Para todos aquellos que no se reconocen en su propio cuerpo.

 

Y para ti: mi querido amigo; el que tratas de ocultarme lo que yo ya sé.

 

 

    37/ 2003  

 

TE ESCRIBO SOBRE ROSA

 

Querido Juan:

Te escribo sobre Rosa.

Se ha ido.

No acabo de entender bien qué ha pasado, ni porqué ha tenido que pasar. Pero Rosa, mi Rosa, nuestra dulce Rosa, ha salido de mi vida con la misma urgencia con la que llegó a ella.

Intento consolarme pensando que ella no sufre; que su huida la lleva por caminos menos dolorosos que los que ha vivido a mi lado. Pero no consigo librarme de esta sensación de desgarro que me consume.

En las horas más negras he levantado el teléfono varias veces para hablar contigo. Pero mi voz se niega a acompañarme, y me resisto a que me oigas llorar como a una maricona. Ya ves, mi viejo amigo, hasta donde llega mi dolor, que soy yo quien usa las expresiones más odiosas.

Quizá no seas tú la persona más indicada para que cargue sobre ti esta tristeza esencial que me aplasta; esta desazón que me consume desde que Rosa desapareció de nuestra casa. Pero fuiste nuestro mejor amigo. Y la quisiste tanto...

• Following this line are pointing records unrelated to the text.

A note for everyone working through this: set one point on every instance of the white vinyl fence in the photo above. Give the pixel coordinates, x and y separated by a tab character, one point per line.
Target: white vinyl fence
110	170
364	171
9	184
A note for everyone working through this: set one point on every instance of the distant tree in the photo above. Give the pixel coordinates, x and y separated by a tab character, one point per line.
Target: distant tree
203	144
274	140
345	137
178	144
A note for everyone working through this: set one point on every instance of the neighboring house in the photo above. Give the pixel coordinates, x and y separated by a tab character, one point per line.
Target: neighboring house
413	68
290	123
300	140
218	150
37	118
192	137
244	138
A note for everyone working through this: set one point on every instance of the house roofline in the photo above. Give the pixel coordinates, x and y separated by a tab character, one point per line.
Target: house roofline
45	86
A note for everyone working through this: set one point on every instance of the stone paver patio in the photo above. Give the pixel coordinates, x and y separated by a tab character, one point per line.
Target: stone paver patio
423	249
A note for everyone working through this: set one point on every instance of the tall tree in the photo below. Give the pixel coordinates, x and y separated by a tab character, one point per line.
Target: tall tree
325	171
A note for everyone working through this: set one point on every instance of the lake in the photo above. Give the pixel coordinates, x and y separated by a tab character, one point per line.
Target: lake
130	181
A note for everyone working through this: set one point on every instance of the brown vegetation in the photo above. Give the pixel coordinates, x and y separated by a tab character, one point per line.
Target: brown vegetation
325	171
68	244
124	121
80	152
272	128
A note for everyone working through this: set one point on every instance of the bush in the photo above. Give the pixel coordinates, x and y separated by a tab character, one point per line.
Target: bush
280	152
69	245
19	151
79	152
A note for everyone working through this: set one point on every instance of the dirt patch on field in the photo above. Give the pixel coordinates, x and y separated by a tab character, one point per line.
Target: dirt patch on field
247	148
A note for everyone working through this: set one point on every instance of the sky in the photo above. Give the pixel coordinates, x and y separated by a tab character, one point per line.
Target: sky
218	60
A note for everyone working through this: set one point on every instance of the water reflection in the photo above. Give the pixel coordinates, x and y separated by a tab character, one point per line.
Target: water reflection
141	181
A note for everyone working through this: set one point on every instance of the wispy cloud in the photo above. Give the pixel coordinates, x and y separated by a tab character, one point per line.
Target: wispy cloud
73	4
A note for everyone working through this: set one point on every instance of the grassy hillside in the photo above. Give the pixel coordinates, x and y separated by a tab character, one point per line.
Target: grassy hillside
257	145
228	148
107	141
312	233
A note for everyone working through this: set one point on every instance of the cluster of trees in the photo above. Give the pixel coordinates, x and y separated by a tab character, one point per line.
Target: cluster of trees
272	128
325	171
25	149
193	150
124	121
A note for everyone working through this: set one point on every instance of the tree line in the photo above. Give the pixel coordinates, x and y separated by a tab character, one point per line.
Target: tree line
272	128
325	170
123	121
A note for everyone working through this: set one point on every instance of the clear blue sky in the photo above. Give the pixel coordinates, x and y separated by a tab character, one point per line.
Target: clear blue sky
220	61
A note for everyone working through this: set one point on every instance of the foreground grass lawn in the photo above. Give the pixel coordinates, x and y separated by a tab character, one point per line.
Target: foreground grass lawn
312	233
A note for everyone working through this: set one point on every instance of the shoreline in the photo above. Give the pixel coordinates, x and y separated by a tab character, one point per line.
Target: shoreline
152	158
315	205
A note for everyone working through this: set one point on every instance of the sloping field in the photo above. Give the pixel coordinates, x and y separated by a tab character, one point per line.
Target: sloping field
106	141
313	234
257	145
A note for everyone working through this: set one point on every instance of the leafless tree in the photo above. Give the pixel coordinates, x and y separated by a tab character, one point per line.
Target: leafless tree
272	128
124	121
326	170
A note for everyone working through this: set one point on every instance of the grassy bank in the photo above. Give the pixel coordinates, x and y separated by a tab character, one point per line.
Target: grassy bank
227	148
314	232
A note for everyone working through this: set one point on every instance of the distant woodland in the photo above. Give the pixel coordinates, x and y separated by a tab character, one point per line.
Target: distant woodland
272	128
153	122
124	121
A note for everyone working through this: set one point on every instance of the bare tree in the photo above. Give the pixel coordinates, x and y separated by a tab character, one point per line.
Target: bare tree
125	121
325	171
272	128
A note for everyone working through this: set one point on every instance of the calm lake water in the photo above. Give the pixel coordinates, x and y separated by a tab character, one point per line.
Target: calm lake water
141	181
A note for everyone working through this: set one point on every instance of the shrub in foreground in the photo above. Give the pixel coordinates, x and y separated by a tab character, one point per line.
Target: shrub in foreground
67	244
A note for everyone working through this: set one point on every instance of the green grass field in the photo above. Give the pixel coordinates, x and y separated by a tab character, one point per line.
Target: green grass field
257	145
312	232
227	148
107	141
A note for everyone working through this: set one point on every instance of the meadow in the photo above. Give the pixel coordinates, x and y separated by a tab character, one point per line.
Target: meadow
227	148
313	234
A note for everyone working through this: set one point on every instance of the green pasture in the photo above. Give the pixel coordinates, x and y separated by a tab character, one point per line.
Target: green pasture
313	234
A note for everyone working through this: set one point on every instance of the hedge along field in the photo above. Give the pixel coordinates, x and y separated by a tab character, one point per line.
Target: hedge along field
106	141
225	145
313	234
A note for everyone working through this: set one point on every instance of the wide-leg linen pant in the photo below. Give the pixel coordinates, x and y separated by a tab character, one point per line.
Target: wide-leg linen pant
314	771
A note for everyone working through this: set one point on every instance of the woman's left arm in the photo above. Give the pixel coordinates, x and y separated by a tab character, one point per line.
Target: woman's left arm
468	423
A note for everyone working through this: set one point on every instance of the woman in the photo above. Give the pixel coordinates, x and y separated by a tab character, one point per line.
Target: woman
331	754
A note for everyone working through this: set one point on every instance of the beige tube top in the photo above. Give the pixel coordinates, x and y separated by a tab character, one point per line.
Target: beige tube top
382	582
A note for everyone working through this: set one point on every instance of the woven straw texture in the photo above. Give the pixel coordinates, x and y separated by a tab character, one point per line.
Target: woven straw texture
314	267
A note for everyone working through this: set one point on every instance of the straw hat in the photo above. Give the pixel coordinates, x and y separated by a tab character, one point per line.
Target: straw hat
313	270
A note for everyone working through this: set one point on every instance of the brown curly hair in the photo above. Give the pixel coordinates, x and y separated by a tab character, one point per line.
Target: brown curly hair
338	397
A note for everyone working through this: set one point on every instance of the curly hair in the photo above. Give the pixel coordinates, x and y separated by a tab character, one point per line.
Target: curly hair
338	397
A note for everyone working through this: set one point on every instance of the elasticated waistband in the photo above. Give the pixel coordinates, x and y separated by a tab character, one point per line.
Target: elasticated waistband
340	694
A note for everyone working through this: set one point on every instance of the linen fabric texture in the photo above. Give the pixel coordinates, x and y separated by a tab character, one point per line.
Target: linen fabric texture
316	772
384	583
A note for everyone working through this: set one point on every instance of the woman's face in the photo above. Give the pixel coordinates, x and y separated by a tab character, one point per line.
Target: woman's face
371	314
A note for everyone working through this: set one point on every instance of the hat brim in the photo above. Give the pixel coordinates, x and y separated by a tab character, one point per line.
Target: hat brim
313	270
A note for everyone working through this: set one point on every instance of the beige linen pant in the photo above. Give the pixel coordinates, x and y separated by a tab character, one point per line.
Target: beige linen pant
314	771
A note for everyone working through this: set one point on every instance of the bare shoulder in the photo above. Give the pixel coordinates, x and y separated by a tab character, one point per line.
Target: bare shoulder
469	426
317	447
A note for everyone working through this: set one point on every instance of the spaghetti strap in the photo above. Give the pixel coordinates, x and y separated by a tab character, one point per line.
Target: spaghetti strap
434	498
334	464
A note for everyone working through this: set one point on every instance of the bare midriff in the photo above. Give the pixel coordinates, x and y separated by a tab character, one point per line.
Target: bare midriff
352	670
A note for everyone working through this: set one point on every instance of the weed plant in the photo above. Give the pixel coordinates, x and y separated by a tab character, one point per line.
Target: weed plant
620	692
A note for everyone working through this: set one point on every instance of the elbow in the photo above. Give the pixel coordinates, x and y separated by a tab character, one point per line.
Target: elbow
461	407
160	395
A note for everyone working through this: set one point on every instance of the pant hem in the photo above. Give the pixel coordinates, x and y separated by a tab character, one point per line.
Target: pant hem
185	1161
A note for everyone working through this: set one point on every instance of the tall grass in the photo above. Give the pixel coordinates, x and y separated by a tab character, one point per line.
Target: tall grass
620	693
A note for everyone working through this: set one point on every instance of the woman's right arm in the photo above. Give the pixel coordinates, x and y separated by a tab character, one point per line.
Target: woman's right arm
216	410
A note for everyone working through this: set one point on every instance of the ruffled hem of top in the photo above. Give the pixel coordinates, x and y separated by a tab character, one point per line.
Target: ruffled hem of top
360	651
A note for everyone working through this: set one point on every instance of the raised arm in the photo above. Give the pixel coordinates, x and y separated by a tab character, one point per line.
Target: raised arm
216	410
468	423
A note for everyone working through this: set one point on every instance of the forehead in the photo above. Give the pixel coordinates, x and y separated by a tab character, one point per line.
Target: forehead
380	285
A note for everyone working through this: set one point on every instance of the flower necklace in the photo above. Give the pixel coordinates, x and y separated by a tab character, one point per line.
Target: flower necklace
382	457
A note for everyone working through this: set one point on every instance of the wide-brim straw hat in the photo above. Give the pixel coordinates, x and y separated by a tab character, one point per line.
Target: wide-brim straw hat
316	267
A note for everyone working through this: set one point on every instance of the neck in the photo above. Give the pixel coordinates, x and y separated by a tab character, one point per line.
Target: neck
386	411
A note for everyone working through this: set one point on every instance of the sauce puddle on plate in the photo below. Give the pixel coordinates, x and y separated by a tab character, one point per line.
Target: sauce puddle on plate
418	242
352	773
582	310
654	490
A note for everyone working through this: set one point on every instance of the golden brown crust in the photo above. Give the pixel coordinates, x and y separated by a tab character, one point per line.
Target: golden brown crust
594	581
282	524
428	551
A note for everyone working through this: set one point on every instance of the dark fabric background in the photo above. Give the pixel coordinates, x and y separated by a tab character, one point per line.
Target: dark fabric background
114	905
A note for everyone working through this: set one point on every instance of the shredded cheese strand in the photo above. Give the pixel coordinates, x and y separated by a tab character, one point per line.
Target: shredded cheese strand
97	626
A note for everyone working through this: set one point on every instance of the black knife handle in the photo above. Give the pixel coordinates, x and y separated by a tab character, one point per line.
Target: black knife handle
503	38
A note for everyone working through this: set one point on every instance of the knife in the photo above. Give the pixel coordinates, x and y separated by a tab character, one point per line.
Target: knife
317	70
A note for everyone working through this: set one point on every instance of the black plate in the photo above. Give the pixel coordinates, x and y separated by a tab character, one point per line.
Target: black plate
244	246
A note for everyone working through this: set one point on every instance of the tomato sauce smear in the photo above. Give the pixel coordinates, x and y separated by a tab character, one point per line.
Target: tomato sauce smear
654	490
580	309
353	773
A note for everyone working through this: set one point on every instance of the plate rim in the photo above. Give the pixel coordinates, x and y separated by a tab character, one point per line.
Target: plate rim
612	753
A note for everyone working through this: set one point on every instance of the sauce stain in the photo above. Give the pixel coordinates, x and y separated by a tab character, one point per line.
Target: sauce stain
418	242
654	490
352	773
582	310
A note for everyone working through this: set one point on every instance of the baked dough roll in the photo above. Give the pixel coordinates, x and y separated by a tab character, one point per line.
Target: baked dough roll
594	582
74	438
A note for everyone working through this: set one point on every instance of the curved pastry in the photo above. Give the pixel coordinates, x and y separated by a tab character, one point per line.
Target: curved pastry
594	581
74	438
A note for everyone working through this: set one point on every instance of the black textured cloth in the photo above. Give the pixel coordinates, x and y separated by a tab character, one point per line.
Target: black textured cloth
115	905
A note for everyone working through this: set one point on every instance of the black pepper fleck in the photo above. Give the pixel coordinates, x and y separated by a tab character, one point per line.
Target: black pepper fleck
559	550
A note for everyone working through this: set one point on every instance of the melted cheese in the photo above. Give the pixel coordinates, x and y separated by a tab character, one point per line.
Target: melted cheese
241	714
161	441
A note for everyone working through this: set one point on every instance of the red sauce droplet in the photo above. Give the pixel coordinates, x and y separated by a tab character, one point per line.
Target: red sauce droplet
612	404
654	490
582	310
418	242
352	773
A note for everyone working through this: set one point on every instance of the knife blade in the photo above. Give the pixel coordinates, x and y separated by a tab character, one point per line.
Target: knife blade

¡Oh, Juan!, ya sé que, cuando Rosa decidió elegir entre tú y yo, convinimos en no hablar de ello. Era la única forma de no perdernos del todo entre nosotros. Pero, dime: ¿a quién puedo contarle esta sublime tristeza de perder lo que más se ama? ¿Quién como tú podrá entender mi mundo desvanecido en el silencio de nuestra casa vacía? ¿A quién, si no es a ti, podría contarle que me desespero hora a hora, minuto a minuto, recorriendo nuestros pequeños espacios tan llenos aún de su esencia, y tan vacíos de repente?

¡Rosa! ¡Nuestra dulce Rosa!

Lo comprendo; te aseguro que comprendo que es pedirte demasiado el que te duelas conmigo. Quizá –pienso con desesperación- hasta te alegres y te sientas vengado en tu antiguo dolor, tan guardado y tan discreto durante estos últimos años, viendo que, finalmente, también yo sufro en mis carnes el dolor del desgajarse de un corazón rendido y enamorado.

Pero el amor y el desamor necesitan salir a la luz como agua reprimida.

Aún recuerdo con qué emoción me hablabas entonces de nuestra querida Rosa. Te habías enamorado, Juan. Te habías enamorado de la muchacha más dulce de nuestra pandilla. La mirabas; tonteabas; te reías... cuando, por Junio, íbamos a la Ermita del Roble a hacer la novena; recuerdo que recogías espigas y amapolas del borde de la carretera vieja, y se las entregabas a nuestra Rosa hechas un ramilletillo de amor amarillo y sangrante. Y yo, Juan, te escuchaba con el corazón encogido, mientras espiaba, alerta, por si a Rosa le tremolaba la mirada al verte, o era yo quien le hacía brotar aquel rubor urgente de su piel dorada.

Nunca sospechaste que la caricia de mis manos en el pelo de Rosa fuera algo más que un tiento fortuito. Nunca quisiste creer que Rosa, nuestra dulce Rosa, me miraba a mí con ojos de mujer enamorada. Éramos demasiado jóvenes, y nos conocíamos de toda la vida como para que tú, querido Juan, sospecharas de nuestro oscuro y triste secreto. Además, -¿o no es verdad?- eras demasiado bueno para abrigar sospechas sobre algo que nunca se había visto entre nosotros, y era mirado con la medida de la perversión inaceptable; como si a nosotros no pudiera alcanzarnos.

Ahora lo sé con toda seguridad. Entre tú y yo hicimos sufrir a nuestra dulce Rosa demasiado. Quizá sea eso lo que me autoriza a escribirte de mi propio dolor.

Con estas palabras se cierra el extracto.